Hi Folks,
I am implementing a K-fold cross validation for my PyTorch model, but I seem to have a problem with how I am creating the datasets, the transforms and the DataLoaders.
What I want to do: Have all my image volumes (in .nii.gz) split into k-folds to run several trainings on those folds. The transforms for data augmentation (train_transforms) should only be applied to the training data in each fold. Right now, also the validation data gets augmented.
I used several tutorials for this, but these tutorials always used to download MNIST data, where you just toggle the “train”-argument to True for training data, and False for validation data. I assume, my problem lies in coping with these tutorials, but using a custom dataset.
My Code:
First, I define my dataset and the transforms in an extra dataset.py script:
def prepare(data_dir):
# Collect images and labels
images = glob(os.path.join(data_dir, 'images', '*.nii.gz'))
labels = glob(os.path.join(data_dir, 'labels', '*.nii.gz'))
# Split into {test_size} % validation set
train_images, valid_images, train_labels, valid_labels = train_test_split(images,
labels,
test_size=0.2,
shuffle=False)
# Combine images and labels into dictionaries
train_files = [{'image': image_name, 'label': label_name} for image_name, label_name in zip(train_images, train_labels)]
valid_files = [{'image': image_name, 'label': label_name} for image_name, label_name in zip(valid_images, valid_labels)]
# set deterministic training for reproducibility
set_determinism(seed=0)
# Define the data transforms and augmentations (random rotation and flips)
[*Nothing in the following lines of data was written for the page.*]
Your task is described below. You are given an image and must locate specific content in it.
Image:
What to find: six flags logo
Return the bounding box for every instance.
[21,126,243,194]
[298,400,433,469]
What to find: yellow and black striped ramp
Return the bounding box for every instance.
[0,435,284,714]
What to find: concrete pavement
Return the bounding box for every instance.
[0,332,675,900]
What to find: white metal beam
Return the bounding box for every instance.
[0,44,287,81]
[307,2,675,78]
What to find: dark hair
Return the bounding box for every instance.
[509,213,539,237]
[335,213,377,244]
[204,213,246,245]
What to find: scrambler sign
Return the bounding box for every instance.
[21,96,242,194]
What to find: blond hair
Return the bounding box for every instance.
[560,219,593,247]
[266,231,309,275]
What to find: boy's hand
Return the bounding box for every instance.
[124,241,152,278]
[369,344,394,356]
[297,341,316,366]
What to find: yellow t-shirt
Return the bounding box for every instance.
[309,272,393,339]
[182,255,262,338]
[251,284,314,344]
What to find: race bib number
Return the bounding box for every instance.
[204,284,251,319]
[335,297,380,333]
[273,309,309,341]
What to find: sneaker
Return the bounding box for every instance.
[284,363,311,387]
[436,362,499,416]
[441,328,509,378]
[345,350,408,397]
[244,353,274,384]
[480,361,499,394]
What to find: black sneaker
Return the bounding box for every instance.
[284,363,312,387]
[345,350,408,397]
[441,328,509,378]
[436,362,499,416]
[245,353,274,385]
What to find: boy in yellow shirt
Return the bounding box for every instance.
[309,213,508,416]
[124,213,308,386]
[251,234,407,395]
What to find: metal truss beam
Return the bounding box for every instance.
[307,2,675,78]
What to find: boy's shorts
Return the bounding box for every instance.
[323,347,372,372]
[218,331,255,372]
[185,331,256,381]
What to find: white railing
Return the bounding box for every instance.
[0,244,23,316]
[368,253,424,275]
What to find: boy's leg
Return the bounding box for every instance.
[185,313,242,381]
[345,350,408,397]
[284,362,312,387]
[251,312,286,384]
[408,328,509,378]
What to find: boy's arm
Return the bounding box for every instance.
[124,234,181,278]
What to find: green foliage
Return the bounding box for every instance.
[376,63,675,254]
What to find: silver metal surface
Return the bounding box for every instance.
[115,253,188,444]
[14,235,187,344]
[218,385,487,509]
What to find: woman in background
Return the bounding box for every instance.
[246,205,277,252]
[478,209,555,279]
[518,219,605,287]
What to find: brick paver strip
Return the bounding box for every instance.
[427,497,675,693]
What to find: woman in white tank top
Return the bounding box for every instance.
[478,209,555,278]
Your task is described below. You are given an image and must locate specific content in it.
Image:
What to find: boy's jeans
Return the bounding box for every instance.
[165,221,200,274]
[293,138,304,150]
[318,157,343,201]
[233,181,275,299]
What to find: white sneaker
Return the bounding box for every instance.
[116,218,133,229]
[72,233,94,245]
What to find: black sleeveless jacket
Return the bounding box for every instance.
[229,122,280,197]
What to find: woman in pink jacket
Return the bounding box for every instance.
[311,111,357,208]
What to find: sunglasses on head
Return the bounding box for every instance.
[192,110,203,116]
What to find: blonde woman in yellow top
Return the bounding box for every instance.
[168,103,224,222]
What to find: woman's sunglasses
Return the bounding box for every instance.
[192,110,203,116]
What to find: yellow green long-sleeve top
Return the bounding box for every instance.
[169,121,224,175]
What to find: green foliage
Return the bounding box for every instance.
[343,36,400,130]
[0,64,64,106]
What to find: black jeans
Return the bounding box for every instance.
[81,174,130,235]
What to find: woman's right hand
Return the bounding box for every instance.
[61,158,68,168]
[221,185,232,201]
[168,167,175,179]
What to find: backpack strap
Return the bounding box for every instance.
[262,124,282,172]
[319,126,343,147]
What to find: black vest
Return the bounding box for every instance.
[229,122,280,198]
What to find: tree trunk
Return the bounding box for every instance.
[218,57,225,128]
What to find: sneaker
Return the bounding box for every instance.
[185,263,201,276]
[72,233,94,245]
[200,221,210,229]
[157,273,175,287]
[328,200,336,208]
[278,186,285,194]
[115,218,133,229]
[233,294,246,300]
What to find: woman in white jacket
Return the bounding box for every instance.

train_transforms = Compose(
[
LoadImaged(keys=['image', 'label']),
AddChanneld(keys=['image', 'label']), # Add a channel as 1st element
RandAffined(
keys=['image', 'label'],
mode=('bilinear', 'nearest'),
prob=0.5,
rotate_range=(0.174533, 0.174533), # +-10° in radians
shear_range=(0.2, 0.5)
),
RandFlipd(keys=["image", "label"],
prob=0.5,
spatial_axis=(0, 1)
),
RandRotate90d(keys=["image", "label"],
prob=0.5,
max_k=1,
spatial_axes=(0, 1)
),
ToTensord(keys=['image', 'label'])
]
)
valid_transforms = Compose(
[
LoadImaged(keys=['image', 'label']),
AddChanneld(keys=['image', 'label']),
ToTensord(keys=['image', 'label'])
]
)
# Create DataLoader objects, either using cached or non-cached Datasets
train_ds = CacheDataset(data=train_files, transform=train_transforms,cache_rate=1.0)
valid_ds = CacheDataset(data=valid_files, transform=valid_transforms,cache_rate=1.0)
dataset = ConcatDataset([train_ds, valid_ds])
return dataset
Next, in my training script, I configure my k-fold cross validation and fetch my dataset:
from sklearn.model_selection import KFold
# ------------------------K-Fold cross validation----------------------------
# Configure k-fold cross validation
kfolds = 5
kfold = KFold(n_splits=kfolds, shuffle=True, random_state=42)
results = {} # For fold results
dataset = prepare(input)
Then, I start a loop over the dataset, using the kfolds.split function. In this loop, random subsets are being generated from the dataset, and the dataloaders are being initialized:
for fold, (train_ids, valid_ids) in enumerate(kfold.split(dataset)):
MODULE_LOGGER.info(f"Running fold {fold+1}/{kfolds}")
# Sample elements randomly from a given list of ids, no replacement.
train_subsampler = torch.utils.data.SubsetRandomSampler(train_ids)
valid_subsampler = torch.utils.data.SubsetRandomSampler(valid_ids)
# Define data loaders for training and validation data in this fold
train_loader = torch.utils.data.DataLoader(
dataset, batch_size=batch_size, sampler=train_subsampler
)
valid_loader = torch.utils.data.DataLoader(
dataset, batch_size=1, sampler=valid_subsampler
)
# Avoid weight leakage by reseting weights for each fold
model.apply(utils.reset_weights)
# ---------------------------------------------------------------------------
# ------------------------------Training Loop--------------------------------
# Start typical Pytorch training Loop....
I am strongly assuming, that my problem lies in the prepare function, where I concatenate the train and validation datasets after splitting into one (which kinda makes the split using sklearn’s train_test_split obsolete). However, I struggle with how to perform the loop over the k-fold, without using a concatenated dataset.
Another thing I noticed: I assume, the dataloaders are being initialized only once, at the beginning of my runtime (I can see progress bars, loading the data). I saw a tutorial from MONAI, where several dataloaders where initialized, depening on the amount of k-folds.
I am confused, on how to run the k-fold CV on a custom dataset, using a typical PyTorch training.
Thanks!